The finding that 1/3 of high income earners are living paycheck to paycheck has nothing to do with inflation. As you can see below, the proportion of consumers earning more than $100,000 who live paycheck to paycheck increased only 2-3% from a year ago, despite inflation almost doubling from 4.2%. In fact, the proportion of high earners living paycheck to paycheck has decreased from a high of 50.3% in November 2021, when inflation was 6.8%, to 42.4% in April. This suggests that increasing inflation is not resulting in an increased proportion of high earners living paycheck to paycheck.
Now you may be thinking based on this graph that inflation does seem to be resulting in an increased proportion of people who make less than $100,000 living paycheck to paycheck, and this could certainly be the case. However, I caution jumping to that conclusion. While this particular 1-year period shows an increasing trend, this is what the data looks like for all consumers for the full period the survey has been in use:
As you can see, the proportion of all U.S. consumers living paycheck to paycheck has remained relatively unchanged at about 60% since March 2020. The beginning of the previous graph (April 2021) happens to be at the lowest point measured (52.0%), making the ensuing increase look bigger. Just two months before then in February 2021, the proportion was about the same as the most recent measurement (62.1% compared to 61.3%). This suggests that normal variation in survey responses is more likely responsible for the month-to-month differences rather than inflation.
It’s also worth noting that the PYMNTS survey differentiates between people living paycheck to paycheck who have difficulty paying their bills and people living paycheck to paycheck comfortably. I would argue that the ones having trouble paying their bills are more aptly labeled as living paycheck to paycheck in the traditional sense. Those living comfortably may simply be allocating their funds to minimize the amount sitting in savings and actually have sizable funds in investment/retirement accounts.
If you compare the proportion of consumers living paycheck to paycheck who struggle to pay their bills broken down by income level from the first survey (first data on income levels provided: May 2021) to the most recent (April 2022), you can see that there has been little change for all income levels. Those making less than $50,000 who struggle increased slightly from 33.1% to 36.2%. Those making between $50,000 and $100,000 who struggle remained relatively unchanged at 18.2% and 18.6%. And those making more than $100,000 who struggle remained about the same from 12.4% to somewhere between 10-12% (income levels above $100,000 were only broken down further in the latest report).
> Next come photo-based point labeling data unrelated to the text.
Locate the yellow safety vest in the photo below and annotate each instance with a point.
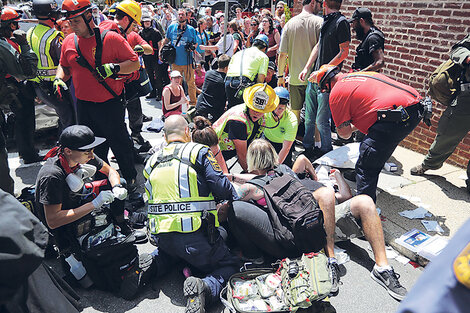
(174, 203)
(237, 113)
(40, 39)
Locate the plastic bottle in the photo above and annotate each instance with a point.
(78, 271)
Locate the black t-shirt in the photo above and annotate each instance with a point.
(212, 98)
(152, 36)
(51, 187)
(374, 40)
(236, 130)
(335, 30)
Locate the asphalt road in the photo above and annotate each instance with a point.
(358, 292)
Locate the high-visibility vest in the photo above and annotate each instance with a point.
(174, 203)
(237, 113)
(40, 39)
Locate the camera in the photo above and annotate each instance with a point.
(190, 46)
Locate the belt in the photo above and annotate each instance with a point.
(180, 207)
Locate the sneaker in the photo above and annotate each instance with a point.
(195, 289)
(341, 142)
(334, 274)
(418, 170)
(146, 118)
(389, 280)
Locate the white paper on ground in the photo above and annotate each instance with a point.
(433, 248)
(419, 212)
(342, 157)
(432, 226)
(402, 259)
(391, 253)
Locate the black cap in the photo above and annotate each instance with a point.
(364, 13)
(79, 137)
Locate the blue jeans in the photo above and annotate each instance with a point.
(317, 112)
(215, 261)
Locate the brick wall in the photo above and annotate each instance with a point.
(419, 35)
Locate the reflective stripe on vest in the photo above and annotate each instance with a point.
(237, 113)
(40, 39)
(171, 187)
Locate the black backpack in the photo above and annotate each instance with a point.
(294, 213)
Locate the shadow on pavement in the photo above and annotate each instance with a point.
(451, 191)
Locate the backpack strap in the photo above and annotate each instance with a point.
(99, 51)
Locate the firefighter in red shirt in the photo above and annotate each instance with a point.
(127, 15)
(383, 109)
(100, 97)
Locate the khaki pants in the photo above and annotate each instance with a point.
(188, 73)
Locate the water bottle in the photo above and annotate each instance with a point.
(78, 271)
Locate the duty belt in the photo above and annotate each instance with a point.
(180, 207)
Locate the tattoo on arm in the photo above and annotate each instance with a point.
(345, 124)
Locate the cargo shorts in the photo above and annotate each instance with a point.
(347, 226)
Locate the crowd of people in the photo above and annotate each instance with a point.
(233, 89)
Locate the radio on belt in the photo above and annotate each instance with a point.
(390, 167)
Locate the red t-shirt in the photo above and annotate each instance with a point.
(357, 99)
(115, 50)
(132, 38)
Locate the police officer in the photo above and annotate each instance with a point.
(370, 52)
(22, 107)
(183, 183)
(99, 107)
(243, 123)
(245, 68)
(46, 42)
(21, 66)
(383, 109)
This suggests that there was little to no change in the proportion of people struggling and living paycheck to paycheck in the traditional sense over the last year, certainly not enough of an increase to suggest any effect of inflation.
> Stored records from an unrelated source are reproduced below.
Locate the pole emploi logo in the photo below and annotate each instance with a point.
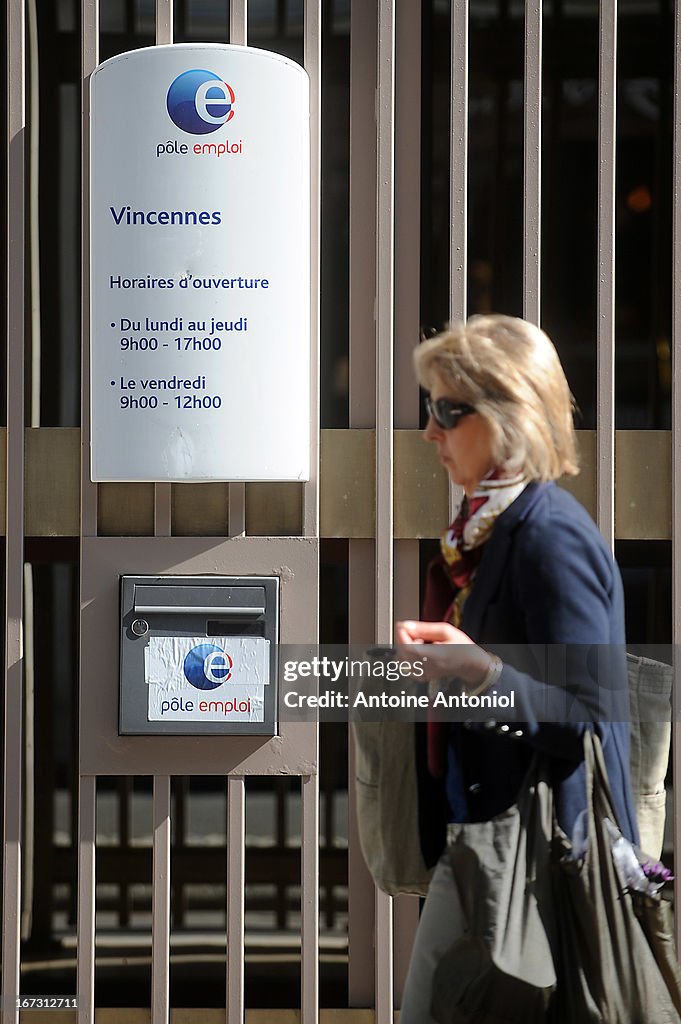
(199, 101)
(207, 667)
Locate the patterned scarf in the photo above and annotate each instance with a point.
(462, 545)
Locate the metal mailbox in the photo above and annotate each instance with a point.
(198, 655)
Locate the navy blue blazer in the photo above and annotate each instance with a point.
(547, 598)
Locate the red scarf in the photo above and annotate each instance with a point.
(462, 545)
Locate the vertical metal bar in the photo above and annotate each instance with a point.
(362, 603)
(161, 902)
(312, 60)
(13, 682)
(237, 492)
(89, 60)
(87, 784)
(676, 448)
(164, 22)
(163, 492)
(385, 318)
(87, 814)
(384, 422)
(408, 271)
(459, 179)
(605, 299)
(531, 264)
(236, 882)
(238, 22)
(459, 163)
(309, 933)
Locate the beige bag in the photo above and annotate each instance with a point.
(387, 809)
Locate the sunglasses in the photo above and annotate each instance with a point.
(447, 413)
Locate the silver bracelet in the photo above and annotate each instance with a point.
(491, 677)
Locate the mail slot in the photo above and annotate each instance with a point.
(198, 655)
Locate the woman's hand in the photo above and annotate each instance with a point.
(451, 651)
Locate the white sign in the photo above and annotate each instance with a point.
(195, 679)
(200, 265)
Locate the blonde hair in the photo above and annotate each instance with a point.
(510, 372)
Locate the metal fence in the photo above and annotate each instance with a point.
(376, 459)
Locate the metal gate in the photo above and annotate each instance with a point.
(376, 492)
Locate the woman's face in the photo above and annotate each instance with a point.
(465, 451)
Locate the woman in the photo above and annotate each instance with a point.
(521, 565)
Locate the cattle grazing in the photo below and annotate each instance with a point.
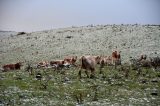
(105, 60)
(89, 63)
(8, 67)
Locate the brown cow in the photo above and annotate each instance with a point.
(8, 67)
(89, 63)
(105, 60)
(116, 58)
(70, 60)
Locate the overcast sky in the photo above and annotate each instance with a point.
(34, 15)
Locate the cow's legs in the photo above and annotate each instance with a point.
(79, 73)
(92, 73)
(86, 71)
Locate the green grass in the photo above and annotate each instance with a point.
(112, 87)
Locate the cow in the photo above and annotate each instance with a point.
(43, 64)
(70, 60)
(16, 66)
(105, 60)
(88, 63)
(116, 58)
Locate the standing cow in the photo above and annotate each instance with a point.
(89, 63)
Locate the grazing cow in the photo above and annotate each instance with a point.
(89, 63)
(43, 64)
(105, 60)
(116, 58)
(70, 60)
(8, 67)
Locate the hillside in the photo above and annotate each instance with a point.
(131, 40)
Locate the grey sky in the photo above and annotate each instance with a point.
(33, 15)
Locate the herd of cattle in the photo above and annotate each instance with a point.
(89, 63)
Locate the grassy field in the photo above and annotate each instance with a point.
(113, 87)
(65, 88)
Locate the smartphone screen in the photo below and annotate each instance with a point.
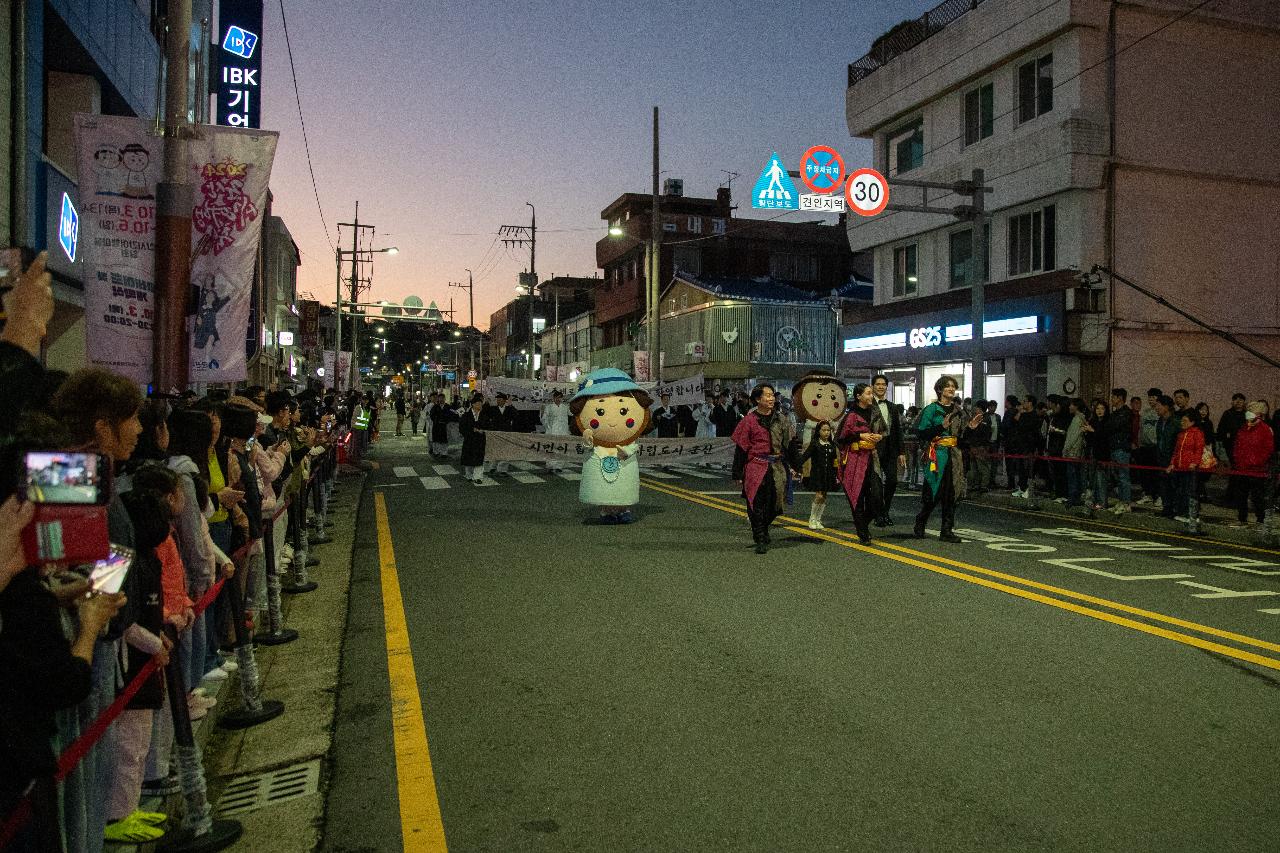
(108, 575)
(54, 477)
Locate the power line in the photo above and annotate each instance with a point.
(306, 144)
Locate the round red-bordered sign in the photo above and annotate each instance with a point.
(822, 169)
(867, 192)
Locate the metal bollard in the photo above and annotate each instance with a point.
(199, 830)
(275, 634)
(254, 710)
(297, 534)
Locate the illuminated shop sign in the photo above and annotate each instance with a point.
(240, 74)
(935, 336)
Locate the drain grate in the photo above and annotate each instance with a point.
(250, 793)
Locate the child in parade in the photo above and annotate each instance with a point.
(819, 468)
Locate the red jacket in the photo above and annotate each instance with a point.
(1189, 450)
(1253, 446)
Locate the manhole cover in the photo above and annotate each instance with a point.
(250, 793)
And that brings me back to the shocking finding that 36% of those earning more than $250,000 are living paycheck to paycheck. The real number to focus on is the 12.3% of people living paycheck to paycheck with difficulty. 23.7% are still comfortable. What comfort means is subjective. They may be just getting by with enough money to reliably pay the bills but without any money to spare, or they may simply have little left over after contributing to retirement accounts and 529 plans for their children’s education (the Bureau of Labor Statistics classifies this kind of saving as expenditures). We simply do not know. There are likely those in high cost of living areas like New York City or Los Angeles who really are scraping by with expensive mortgages or rents, student loans, and high daycare costs. Others are blowing their money on expensive cars and luxury items. And still others are living within their means but dedicating most of their paychecks to saving for the future. This report does not provide enough detail for us to know what proportion fall into each category. What we do know is that 12.3% are struggling while making more money than most people could even dream of earning. And while that is concerning, it’s not really surprising. And it’s a much lower percentage than those making less than $100,000 (both including and not including whose who are comfortable).
Finally, I would like to acknowledge the potential effects of inflation on those living paycheck to paycheck or close to it. For someone already on a tight budget, a rapid increase in prices (without a corresponding increase in income) can be a tenuous situation, possibly resulting in taking on higher levels of debt to survive. However, based only on the data in this report, it surprisingly appears that the proportion of people living paycheck to paycheck is largely static irrespective of inflation. It is possible that those not living paycheck to paycheck are more conscious of their financial decisions and thus adjust to rising levels of inflation, protecting themselves from falling into the paycheck to paycheck group. More detailed data is needed to come to a firmer conclusion.